If mmc_bootdev=0 then it will try to use the external sdcard, if mmc_bootdev=1 the internal eMMC.
Also if an external sdcard is present, u-boot will set mmc_bootdev to 0 / external sdcard which is good.
But the bootscript doesn't really boot the external sdcard.
boot_mmc_auto will run boot_mmc0 if mmc_bootdev=0.
And boot_mmc0 is loading a u-boot shell script if present from the sdcard and execute it.
Afterwards it will run boot_mmc1.
But later it will call the scripts run setroot loadfdt loadimage mmcargs testmode.
setroot is the interesting one. setroot will change the bootpart variable which contains the device and partition.
If we can modify setroot, all the following scripts depend on bootpart and mmcroot
We can modify the setroot with the script which is loaded in boot_mmc0.
setenv bootpart 0:1; load mmc ${bootpart} ${scriptaddr} boot.scr && source ${scriptaddr}:
Means load from external sdcard, from partition 1 the file boot.scr to the memory ${scriptaddr} and execute it.
u-boot has a tool mkimage which can create such file. It can be install from the package repository. (Arch uboot-tools, debian u-boot-tools).
#> cat boot.scr.src
setenv setroot 'if test "${version}" = 1; then setenv bootpart ${mmc_bootdev}:2; setenv mmcroot /dev/mmcblk{mmc_bootdev}p2; else setenv bootpart ${mmc_bootdev}:3; setenv mmcroot /dev/mmcblk${mmc_bootdev}p3; fi'
#> mkimage -A arm -O linux -T script -C none -a 0 -e 0 -d boot.scr.src boot.scr
The first partition is currently empty. I'll use fat, but ext4 should be fine too.
# Using a sdcard reader
mkfs.vfat /dev/sdX1
mount /dev/sdX1 /mnt
cp boot.scr /mnt
umount /mnt
Now it should be booting using the external sdcard. But the system still tries to mount the hardcoded /data from the eMMC.
But since the root is now on the sdcard, you can modify it.

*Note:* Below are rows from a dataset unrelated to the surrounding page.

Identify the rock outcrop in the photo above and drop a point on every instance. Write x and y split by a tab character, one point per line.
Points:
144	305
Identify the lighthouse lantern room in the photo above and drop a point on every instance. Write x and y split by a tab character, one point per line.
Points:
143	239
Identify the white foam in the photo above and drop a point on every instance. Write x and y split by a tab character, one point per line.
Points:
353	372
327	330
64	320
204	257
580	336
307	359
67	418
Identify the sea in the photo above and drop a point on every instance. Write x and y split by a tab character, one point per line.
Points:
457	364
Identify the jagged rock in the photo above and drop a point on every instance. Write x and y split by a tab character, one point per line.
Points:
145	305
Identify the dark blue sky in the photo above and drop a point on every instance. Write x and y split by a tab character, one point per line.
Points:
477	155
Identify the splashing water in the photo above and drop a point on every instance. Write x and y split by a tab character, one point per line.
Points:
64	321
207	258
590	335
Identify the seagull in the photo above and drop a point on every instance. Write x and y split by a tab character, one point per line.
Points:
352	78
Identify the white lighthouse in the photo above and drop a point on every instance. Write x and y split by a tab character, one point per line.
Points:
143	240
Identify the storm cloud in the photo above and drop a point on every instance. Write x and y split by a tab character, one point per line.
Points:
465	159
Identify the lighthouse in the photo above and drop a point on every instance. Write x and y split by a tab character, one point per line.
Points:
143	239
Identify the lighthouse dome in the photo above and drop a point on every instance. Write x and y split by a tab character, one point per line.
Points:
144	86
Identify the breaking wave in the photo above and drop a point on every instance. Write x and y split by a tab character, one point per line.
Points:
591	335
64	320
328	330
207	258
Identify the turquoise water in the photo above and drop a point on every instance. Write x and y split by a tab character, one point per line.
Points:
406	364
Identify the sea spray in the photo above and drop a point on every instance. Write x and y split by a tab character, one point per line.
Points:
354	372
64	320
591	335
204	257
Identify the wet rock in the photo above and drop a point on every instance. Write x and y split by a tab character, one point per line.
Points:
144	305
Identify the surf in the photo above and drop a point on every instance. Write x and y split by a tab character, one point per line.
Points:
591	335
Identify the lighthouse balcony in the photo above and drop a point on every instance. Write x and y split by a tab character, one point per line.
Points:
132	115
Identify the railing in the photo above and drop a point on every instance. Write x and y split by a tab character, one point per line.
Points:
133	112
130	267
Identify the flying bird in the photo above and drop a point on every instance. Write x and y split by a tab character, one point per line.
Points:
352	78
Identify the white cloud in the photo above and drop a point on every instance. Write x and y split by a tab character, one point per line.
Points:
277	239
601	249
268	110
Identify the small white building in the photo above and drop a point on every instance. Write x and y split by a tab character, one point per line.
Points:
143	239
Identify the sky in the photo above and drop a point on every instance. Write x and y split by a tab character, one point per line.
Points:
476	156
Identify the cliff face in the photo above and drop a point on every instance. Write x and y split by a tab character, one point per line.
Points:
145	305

Either using the laptop and a sdcard reader
mount /dev/sdX3 /mnt/
vim /mnt/etc/fstab
# replace /dev/mmcblk1p5 with /dev/mmcblk0p5
umount /mnt
Or from within the Cerbo GX using
mount -o remount,rw /
sed -i 's/mmcblk1p5/mmcblk0p5/g' /etc/fstab
mount -o remount,ro /
# reboot
It's working
Now everything should be working again.
But the firmware update won't work, because the system still tries to use mmcblk1 instead of mmcblk0.

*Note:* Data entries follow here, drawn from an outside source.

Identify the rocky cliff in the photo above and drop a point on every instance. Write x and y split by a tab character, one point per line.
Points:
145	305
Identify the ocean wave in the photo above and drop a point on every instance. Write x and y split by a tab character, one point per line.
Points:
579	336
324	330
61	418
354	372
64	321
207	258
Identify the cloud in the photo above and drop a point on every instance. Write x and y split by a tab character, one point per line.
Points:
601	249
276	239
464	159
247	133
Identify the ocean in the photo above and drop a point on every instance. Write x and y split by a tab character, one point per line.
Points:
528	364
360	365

You could try to fix this (on the rootfs), but firmware update is for another day.
I don't know how long the micro sdcard will survive such heavy writes.

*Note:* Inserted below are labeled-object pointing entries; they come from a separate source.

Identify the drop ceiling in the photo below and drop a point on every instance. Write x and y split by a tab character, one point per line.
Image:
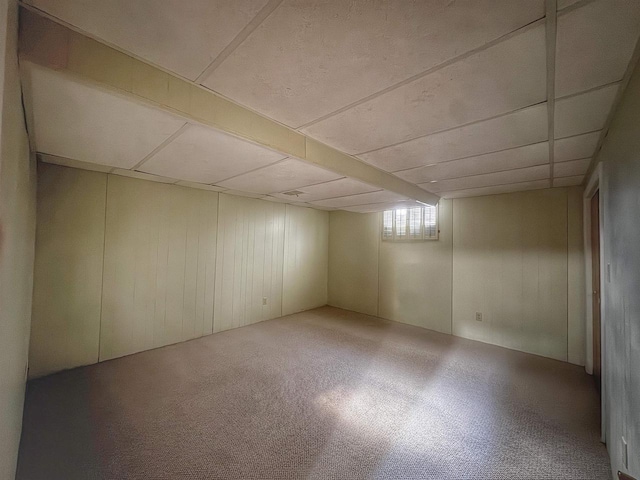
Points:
455	97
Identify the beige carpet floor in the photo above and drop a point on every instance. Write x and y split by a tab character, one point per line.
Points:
321	394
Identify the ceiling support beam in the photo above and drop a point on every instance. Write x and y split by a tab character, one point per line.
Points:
551	23
49	44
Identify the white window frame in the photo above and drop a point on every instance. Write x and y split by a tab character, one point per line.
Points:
407	238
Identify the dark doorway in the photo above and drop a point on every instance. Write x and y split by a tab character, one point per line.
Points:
595	281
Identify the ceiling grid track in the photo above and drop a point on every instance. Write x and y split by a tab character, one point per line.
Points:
551	24
472	112
635	59
170	139
237	41
429	71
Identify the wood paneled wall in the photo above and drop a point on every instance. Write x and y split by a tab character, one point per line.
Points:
159	265
65	320
306	260
515	258
250	257
510	265
126	265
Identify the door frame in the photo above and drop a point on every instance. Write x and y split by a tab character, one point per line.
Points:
594	184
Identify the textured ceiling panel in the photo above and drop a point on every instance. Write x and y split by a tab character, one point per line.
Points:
309	59
595	43
79	122
201	154
568	181
382	196
184	37
335	188
379	207
529	156
523	127
572	148
501	178
515	187
584	113
572	168
505	77
286	175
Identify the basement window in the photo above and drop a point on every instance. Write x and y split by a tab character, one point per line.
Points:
410	224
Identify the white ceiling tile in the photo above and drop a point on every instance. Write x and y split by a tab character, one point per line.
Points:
201	186
501	178
572	168
500	79
335	188
204	155
382	196
571	148
85	123
594	44
286	175
562	4
238	193
184	37
308	59
290	201
379	207
528	156
523	127
142	176
498	189
568	181
69	162
585	112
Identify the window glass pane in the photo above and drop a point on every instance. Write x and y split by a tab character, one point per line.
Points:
387	224
430	222
401	223
415	218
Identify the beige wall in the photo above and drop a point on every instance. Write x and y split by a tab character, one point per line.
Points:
516	258
619	200
126	265
415	278
159	263
67	292
306	250
354	240
576	328
249	261
510	264
17	233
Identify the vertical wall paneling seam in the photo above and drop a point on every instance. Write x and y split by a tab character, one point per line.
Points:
452	253
379	237
551	31
184	275
215	263
219	242
196	320
104	248
567	259
284	260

Usually micro sdcards don't sustain as many cycles as eMMC.
The eMMC might be still used as read-only boot medium to load the U-Boot and U-Boot Env (it depends on the
boot priority of the romloader).
However the sdcard should be already ready as replacement because the bootloader was copied by dd.
The bootloader is at a specific offset at the sdcard within the first megabyte.